In this show, which is comprised of pop standards, original compositions, and songs from shows and movies in which she’s appeared, The Tony Award-winning star often displays the kind of moving emoting that marked her acclaimed turns in such musicals as Lady Day at Emerson’s Bar & Grill and Show Boat.


But her undeniable vocal power is constantly undercut by flighty between-song patter that is more distracting than ingratiating, including a lengthy discourse on TV’s Dancing With the Stars and a seemingly interminable story about searching her apartment for a lost pet bird.


The performer delivers beautiful renditions of songs like “When a Woman Loves a Man,” “How Long Has This Been Going On,” and “Lover Man” that are infused with her trademark smoky sensuality. Her versatility is also well illustrated with numbers as disparate as Fats Waller’s rollicking “We the People,” Billie Holiday’s wrenching “God Bless the Child,” and Curtis Mayfield’s soulful “Hooked on Your Love,” from the film Sparkle. Her encore, “Bill,” (from Show Boat), is marked by a simplicity and emotional truth that is simply stunning.


She also performs several of her own pop-soul flavored songs, including such upbeat tunes as “Colors of the Love of My Life” and “Do to Me,” which she wrote decades earlier.
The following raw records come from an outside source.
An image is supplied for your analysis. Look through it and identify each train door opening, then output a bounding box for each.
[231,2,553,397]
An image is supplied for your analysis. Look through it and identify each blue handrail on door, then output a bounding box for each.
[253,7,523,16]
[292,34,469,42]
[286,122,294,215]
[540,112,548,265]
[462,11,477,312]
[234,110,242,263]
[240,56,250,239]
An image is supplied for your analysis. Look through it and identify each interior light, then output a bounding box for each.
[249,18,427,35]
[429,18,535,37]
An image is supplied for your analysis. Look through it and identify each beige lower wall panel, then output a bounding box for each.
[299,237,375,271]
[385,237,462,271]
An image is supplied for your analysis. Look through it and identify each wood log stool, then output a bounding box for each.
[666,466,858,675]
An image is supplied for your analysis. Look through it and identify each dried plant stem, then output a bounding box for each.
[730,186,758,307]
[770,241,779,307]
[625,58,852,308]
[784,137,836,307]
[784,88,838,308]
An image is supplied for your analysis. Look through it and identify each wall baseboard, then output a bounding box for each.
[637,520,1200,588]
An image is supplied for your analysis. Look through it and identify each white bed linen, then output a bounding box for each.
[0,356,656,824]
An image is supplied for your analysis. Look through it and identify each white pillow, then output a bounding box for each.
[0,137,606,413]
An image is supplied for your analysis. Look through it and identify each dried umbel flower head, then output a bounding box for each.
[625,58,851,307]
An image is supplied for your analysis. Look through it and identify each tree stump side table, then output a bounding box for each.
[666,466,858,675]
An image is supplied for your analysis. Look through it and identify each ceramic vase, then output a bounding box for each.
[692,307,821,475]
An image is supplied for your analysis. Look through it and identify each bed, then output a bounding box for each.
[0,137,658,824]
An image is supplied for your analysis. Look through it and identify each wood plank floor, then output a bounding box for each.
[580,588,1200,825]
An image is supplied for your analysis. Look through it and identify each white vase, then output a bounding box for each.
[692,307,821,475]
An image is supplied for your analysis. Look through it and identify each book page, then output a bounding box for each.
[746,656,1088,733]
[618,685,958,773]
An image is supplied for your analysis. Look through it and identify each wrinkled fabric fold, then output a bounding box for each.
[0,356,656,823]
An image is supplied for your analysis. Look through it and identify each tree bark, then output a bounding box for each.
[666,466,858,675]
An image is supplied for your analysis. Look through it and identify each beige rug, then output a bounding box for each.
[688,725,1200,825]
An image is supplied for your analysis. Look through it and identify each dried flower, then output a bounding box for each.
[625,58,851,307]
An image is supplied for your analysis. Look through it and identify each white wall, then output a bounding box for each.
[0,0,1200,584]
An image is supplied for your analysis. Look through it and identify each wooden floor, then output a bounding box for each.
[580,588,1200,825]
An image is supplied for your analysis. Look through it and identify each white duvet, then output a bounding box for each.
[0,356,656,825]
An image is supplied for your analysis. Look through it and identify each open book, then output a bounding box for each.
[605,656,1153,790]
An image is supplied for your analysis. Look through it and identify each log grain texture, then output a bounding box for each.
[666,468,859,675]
At the performance I attended, McKee also seemed slightly adrift at times — perhaps as a result of opening night nerves. She was frequently confused as to which song she was to sing next and misidentified the names of composers. Fortunately, musical director Bette Sussman — leading an accomplished trio including bassist Lee Nadel and drummer Kahlil Kwame Bell — was an anchoring presence, tolerantly guiding the singer through her paces with an air of amused authority.